師匠がノーリと別れた頃、村の入り口には総勢二十人の兵がやってきていた。
兵士の姿を確認した村人たちは慌てふためいていた。
隊長と思われる男が、手を振り下ろして突撃を指示し、騎兵が先行して通りを逃げる村人を斬り殺していった。

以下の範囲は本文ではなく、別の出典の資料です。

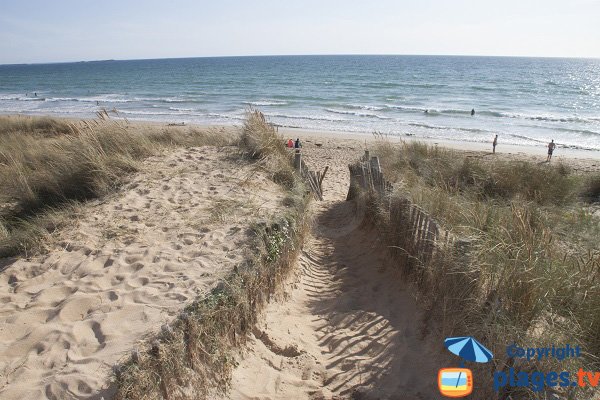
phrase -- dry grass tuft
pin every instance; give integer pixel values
(47, 163)
(527, 267)
(192, 358)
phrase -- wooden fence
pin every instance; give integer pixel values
(314, 180)
(413, 235)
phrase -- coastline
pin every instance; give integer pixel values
(586, 160)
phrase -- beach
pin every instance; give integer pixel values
(126, 265)
(131, 261)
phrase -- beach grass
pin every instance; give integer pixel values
(529, 271)
(48, 164)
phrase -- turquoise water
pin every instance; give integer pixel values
(523, 100)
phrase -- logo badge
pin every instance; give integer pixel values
(455, 382)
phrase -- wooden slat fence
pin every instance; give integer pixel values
(414, 235)
(313, 179)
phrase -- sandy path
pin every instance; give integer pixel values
(129, 264)
(349, 327)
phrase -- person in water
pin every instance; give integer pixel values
(551, 147)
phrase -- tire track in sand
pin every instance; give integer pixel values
(350, 318)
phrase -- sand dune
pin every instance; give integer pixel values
(128, 265)
(349, 327)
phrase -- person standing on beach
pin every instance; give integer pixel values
(551, 147)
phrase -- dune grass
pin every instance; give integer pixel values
(193, 357)
(47, 164)
(528, 270)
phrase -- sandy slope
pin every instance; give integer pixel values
(127, 266)
(349, 327)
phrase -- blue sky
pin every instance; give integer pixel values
(69, 30)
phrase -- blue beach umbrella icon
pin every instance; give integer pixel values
(468, 349)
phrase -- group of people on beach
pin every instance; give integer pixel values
(551, 147)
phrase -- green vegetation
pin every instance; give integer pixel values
(47, 165)
(527, 266)
(192, 358)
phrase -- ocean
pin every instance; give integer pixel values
(525, 101)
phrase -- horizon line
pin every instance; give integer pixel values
(297, 55)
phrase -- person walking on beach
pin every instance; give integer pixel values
(551, 147)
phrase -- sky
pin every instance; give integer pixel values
(35, 31)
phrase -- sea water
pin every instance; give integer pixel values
(525, 101)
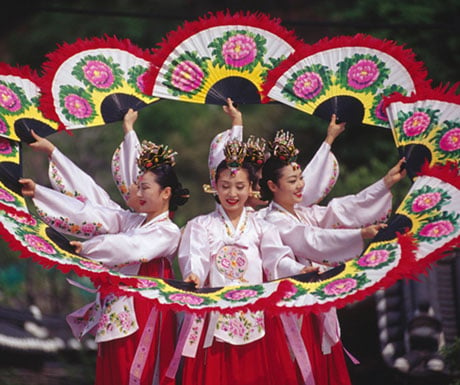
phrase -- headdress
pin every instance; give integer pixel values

「おいお前ら!逃げる者は躊躇なく殺すぞ。全員一か所に集まれ!さっさとしやがれ」
「逃げるんじゃない!」
兵士たちが集まるように指示するが、村人たちは捕まれば終いなので逃げている。
通りの騎兵を恐れ、住居区画に逃げ込んだ村人は歩兵によって殺されていった。
殺し方は残虐で、女子供も容赦はなかった。
殺戮という言葉が相応しいほど、村は血の海となっていった。
武器を持たないノーリも、逃げるので必死だった。
住居区画を巧みに抜けていったノーリだが、死角から飛び出して来た女子とぶつかってしまった。
「大丈夫?さぁ手に捕まって」
後ろから兵士が迫っているため、ノーリは女子の手を引っ張りながら、再び走り出した。
目の前で繰り広げられる惨状に、思わず女子が悲鳴をあげる。
ノーリはいったん壁に背を着けて、通りを見た。
親から引き離され泣いている女児が、兵士に連れていかれそうになっていた。
行かねばという思いで行こうとするが、女子が制止する。
女子は目に涙を浮かべ、顔を横に振っていた。
彼女には女児が見えておらず、ノーリが自分を見捨てるのだと勘違いしていたのである。
そのようなことをしていると、先ほど鐘を鳴らしていた聖職者が、兵士に突進しぶっ飛ばした後、女児の手を握って逃げるのが見えた。
ノーリは安心し、再び住居区画を走り出した。
しかし、先ほどの聖職者の行為が裏目に出てしまう。
聖職者の姿を確認した小隊長が、部下に村を焼くように命令したのである。
「ダブ、この村は逆賊の村だと判明した。焼き払ってしまえ」
「はい、小隊長」
部下は、火矢や松明を家屋に投げ燃やし始めた。
「小隊長、あそこの聖堂へ行け。隅々まで調べ、隠れている聖職者を引きずり出せ!」
「承知しました中隊長。行くぞ!」
中隊長から命令を受け、小隊長が聖堂へ向けて駆け出した。
村の広場近くで、聖堂から下りてきた聖職者と兵士たちが対峙した。
前列の兵士が、止まるように命令する。
その状況を、偶然通りがかったノーリは見ていた。